In today’s digital economy, growth hinges on how effectively companies generate, store, and use sensitive information. That makes artificial intelligence the centerpiece of corporate strategy, with its promise to unlock insights and automation at scale. But AI is only as strong as the data behind it and increasingly, enterprises are realizing the real barrier isn’t the technology itself, but the governance of sensitive data.
This message was underscored in a recent CNBC interview with Databricks CEO Ali Ghodsi, who spoke candidly about the role of data privacy and security in slowing enterprise AI adoption. His comments highlight exactly why solutions like ALTR’s integration with Databricks Unity Catalog are becoming critical for enterprises that want to harness sensitive data responsibly.
The Bottleneck: Data Governance & Controlling Data Access
When asked why companies struggle to adopt AI at scale, Ghodsi was direct:
“It’s actually the governance of the data that’s the problem. It’s not like we can’t access that data. That data is there. So why are we just not using it then for AI? It’s because of privacy… corporations are super worried about their most sensitive data. They want to be really careful who gets access to it… So then how do you govern that data in a secure, safe way, in a privacy preserving way? At Databricks, we built a whole solution called Unity Catalog that just does that. And it’s actually the number one sort of prerequisite before you can use AI.”
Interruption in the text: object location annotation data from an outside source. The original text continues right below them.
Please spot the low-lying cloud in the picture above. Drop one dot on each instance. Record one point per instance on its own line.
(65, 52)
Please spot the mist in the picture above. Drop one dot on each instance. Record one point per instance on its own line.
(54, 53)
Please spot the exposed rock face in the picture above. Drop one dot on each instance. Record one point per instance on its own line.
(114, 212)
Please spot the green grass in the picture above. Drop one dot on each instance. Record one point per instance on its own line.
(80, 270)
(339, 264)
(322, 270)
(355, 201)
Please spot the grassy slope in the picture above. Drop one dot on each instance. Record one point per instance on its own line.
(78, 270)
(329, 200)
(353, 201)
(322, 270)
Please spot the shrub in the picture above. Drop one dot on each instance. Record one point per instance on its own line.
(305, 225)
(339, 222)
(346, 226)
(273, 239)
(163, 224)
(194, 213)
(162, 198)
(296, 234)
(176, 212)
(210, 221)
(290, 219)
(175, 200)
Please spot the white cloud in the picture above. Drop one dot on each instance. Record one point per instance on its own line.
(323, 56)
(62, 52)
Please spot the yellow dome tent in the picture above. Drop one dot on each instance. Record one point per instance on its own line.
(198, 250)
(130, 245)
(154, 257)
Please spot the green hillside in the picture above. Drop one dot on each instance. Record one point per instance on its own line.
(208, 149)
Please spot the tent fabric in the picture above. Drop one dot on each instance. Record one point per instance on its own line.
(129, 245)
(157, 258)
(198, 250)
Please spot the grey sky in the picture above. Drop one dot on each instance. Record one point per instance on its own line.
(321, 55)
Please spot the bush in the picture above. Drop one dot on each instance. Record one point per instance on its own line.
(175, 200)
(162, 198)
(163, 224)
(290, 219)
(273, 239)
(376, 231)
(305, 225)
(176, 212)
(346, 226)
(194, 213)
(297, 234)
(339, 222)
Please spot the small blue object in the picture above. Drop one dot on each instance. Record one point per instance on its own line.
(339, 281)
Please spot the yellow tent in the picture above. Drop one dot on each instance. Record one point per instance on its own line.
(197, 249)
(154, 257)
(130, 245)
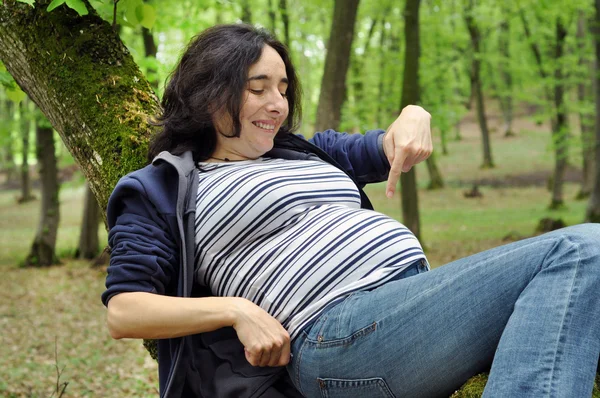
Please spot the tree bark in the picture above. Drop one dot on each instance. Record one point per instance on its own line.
(337, 60)
(381, 84)
(286, 22)
(593, 208)
(43, 249)
(586, 119)
(246, 12)
(435, 176)
(272, 17)
(10, 167)
(411, 95)
(150, 51)
(25, 124)
(560, 134)
(89, 243)
(475, 36)
(505, 96)
(82, 77)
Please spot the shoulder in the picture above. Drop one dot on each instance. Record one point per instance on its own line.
(154, 186)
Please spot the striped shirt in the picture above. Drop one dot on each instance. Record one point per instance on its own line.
(290, 236)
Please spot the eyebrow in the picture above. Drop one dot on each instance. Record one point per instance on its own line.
(265, 77)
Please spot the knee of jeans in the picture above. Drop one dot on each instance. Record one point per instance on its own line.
(587, 237)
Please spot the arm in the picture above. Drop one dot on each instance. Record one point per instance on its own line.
(407, 142)
(370, 157)
(362, 156)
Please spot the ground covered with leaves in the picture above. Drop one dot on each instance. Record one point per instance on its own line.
(53, 323)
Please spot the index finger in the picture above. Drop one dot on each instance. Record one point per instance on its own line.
(395, 171)
(284, 358)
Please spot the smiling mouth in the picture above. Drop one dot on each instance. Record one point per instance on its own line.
(264, 126)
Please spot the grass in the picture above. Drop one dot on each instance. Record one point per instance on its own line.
(43, 311)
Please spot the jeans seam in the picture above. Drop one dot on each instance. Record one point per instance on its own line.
(566, 313)
(297, 365)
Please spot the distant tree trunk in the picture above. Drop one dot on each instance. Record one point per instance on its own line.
(272, 17)
(150, 51)
(337, 60)
(246, 12)
(88, 235)
(382, 64)
(505, 96)
(560, 133)
(593, 208)
(475, 35)
(435, 176)
(25, 123)
(10, 167)
(42, 252)
(410, 95)
(286, 22)
(357, 63)
(90, 89)
(586, 119)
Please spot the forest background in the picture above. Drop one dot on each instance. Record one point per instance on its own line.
(511, 86)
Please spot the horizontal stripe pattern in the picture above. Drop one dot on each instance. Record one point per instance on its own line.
(290, 236)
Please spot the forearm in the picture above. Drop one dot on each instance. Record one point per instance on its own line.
(153, 316)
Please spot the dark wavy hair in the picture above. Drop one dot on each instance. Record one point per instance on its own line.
(212, 75)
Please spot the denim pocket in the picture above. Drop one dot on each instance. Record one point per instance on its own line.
(346, 388)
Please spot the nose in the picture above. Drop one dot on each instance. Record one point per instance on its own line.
(277, 103)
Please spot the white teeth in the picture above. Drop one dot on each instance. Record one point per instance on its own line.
(264, 126)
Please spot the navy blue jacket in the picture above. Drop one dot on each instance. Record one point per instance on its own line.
(151, 215)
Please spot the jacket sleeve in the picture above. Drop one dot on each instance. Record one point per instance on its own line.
(360, 155)
(144, 255)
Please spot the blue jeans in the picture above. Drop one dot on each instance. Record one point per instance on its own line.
(530, 310)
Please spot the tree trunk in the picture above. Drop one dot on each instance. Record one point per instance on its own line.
(410, 95)
(337, 60)
(586, 119)
(593, 208)
(10, 167)
(150, 51)
(357, 63)
(88, 236)
(505, 96)
(560, 135)
(25, 124)
(272, 17)
(90, 89)
(435, 176)
(246, 12)
(382, 64)
(286, 22)
(475, 35)
(42, 252)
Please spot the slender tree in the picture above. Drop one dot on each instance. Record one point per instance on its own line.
(586, 118)
(286, 22)
(506, 88)
(43, 248)
(79, 73)
(25, 128)
(9, 165)
(150, 50)
(593, 208)
(246, 12)
(477, 84)
(337, 60)
(555, 96)
(89, 242)
(410, 95)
His words aren’t theoretical, they reflect what’s happening inside enterprises today. Just yesterday, I was in a meeting with Information Security and Risk leaders at a global travel company, brought together at the request of their CISO, and the frustration was palpable. This wasn’t an ad-hoc discussion; they had built a dedicated task force to tackle the challenge of AI governance head-on.
Two pain points dominated the conversation. First, AI systems were proliferating across the business faster than anyone could track. Shadow AI was everywhere, teams experimenting with tools outside approved channels, and leadership had no reliable way to limit which systems could be used. Second, both the organization and its Databricks environment had grown so large that enforcing consistent access patterns, or mandating requirements for how AI could safely interact with data, had become nearly impossible.
For this group, the starting point was clear: they needed to establish classification and audit logging inside Databricks to centralize visibility and understand what was really happening with their data. From there, they could begin enforcing compliance by restricting user access, requiring requests to flow through security, and granting approvals only once the right safeguards were in place.
Think about that: a Fortune 500 company, with some of the most advanced security professionals in the industry, was struggling under the weight of AI governance challenges so severe they had to form an internal strike team. It’s proof that even the best-resourced enterprises are feeling the pain of governing sensitive data in the age of AI.
How ALTR Extends Unity Catalog to Accelerate AI Readiness
This is exactly where ALTR steps in. While Unity Catalog gives enterprises the foundation to govern and organize data at scale, ALTR brings the fine-grained access controls, automation, and monitoring required to turn that governance into enforceable security. Together, the two platforms address the exact pain points organizations like this travel company are facing.
Discover & Centralize
ALTR automatically uncovers sensitive data across the Databricks Unity Catalog metastore, surfacing PCI, PII, PHI, and other high-risk data types. With clear classification reports, security teams gain centralized visibility into where sensitive data lives and how it’s being accessed.
Classify & Tag Automatically
ALTR combines built-in classification capabilities with Google DLP–powered auto-tagging to detect and label sensitive data within minutes. These tags become the metadata backbone for Unity Catalog and downstream AI agents, giving them a clear rulebook to follow.
Audit & Monitor Continuously
Every access event is logged and monitored, enabling organizations to see who is touching sensitive data, when, and how. This ongoing visibility not only helps enforce policies in real time but also generates the compliance-ready reporting regulators and boards increasingly demand.
Enforce Access Policies
With ALTR’s no-code, tag-driven access policies, organizations can apply role-based controls and masking to sensitive data, ensuring only authorized users ever see critical information. Policies are pushed down directly to Databricks, preserving query performance while locking down exposure.
This layered approach transforms Unity Catalog into not just a governance solution, but a governance-and-security engine. Enterprises gain both the visibility to understand what’s happening in Databricks and the enforcement capabilities to control it.
The Road Ahead: Building the Backbone for the AI Future
As Ghodsi explained, companies want to use their data, but they’re nervous about it. The winners in this next wave of AI adoption will be the organizations that face that challenge head-on by pairing governance with security.
And while the hype cycle may be cooling, Ghodsi is clear that the real opportunity is only just beginning: “I think there was an over promise and people overinvested and now it’s kind of coming back down. But actually the thing that’s so interesting is that just now the actual use cases are starting to work and they’re actually starting to get deployed.”
With ALTR integrated into Unity Catalog, enterprises don’t have to choose between innovation and compliance. They can unlock sensitive data safely, accelerate AI adoption, and ultimately fuel the growth that only trusted, governed data can deliver.